Correct handling of case in unicode and regexps

Sat Feb 23 13:12:41 EST 2013

On 2013-02-23 17:51, Devin Jeanpierre wrote:
> On Sat, Feb 23, 2013 at 12:41 PM, MRAB <python at mrabarnett.plus.com>
> wrote:
>> Getting full case folding to work can be tricky. There's always
>> going to be a limit to what's worth doing.
>>
>> There are also areas where it's not clear what the result should
>> be. You've already mentioned matching 's' against 'ß' (fails) and
>> matching 'ss' against 'ß' (succeeds), but how about matching
>> '(s)(s)' against 'ß' (fails)?
>>
>> For the record, Perl also says that 'ss' matches 'ß', but 's+' does
>> not.
>
> I would find it helpful to know the exact rules. The regex module
> docs say that it works, but don't say what it means to "work".
>
The basic rule is that a series of characters in the regex must match a
series of characters in the text, with no partial matches in either.

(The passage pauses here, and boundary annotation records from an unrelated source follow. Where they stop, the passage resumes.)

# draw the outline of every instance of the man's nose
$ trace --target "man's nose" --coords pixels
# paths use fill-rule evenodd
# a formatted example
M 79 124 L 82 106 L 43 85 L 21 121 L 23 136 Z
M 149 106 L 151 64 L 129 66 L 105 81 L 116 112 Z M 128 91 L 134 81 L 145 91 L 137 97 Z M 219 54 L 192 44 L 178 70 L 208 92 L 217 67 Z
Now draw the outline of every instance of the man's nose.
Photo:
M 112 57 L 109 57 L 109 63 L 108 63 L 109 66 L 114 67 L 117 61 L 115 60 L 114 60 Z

For example, 'ss' can match 'ß', but 's' can't match 'ß' because that
would be matching part of 'ß'.

In a regex like 's+', you're asking it to match one or more repetitions
of 's', but that would mean that 's' would have to match part of 'ß' in
the first iteration and the remainder of 'ß' in the second iteration.

Although it's theoretically possible to do that, the code is already
difficult enough. The cost outweighs the potential benefit.

If you'd like to have a go at implementing it, the code _is_ open
source. :-)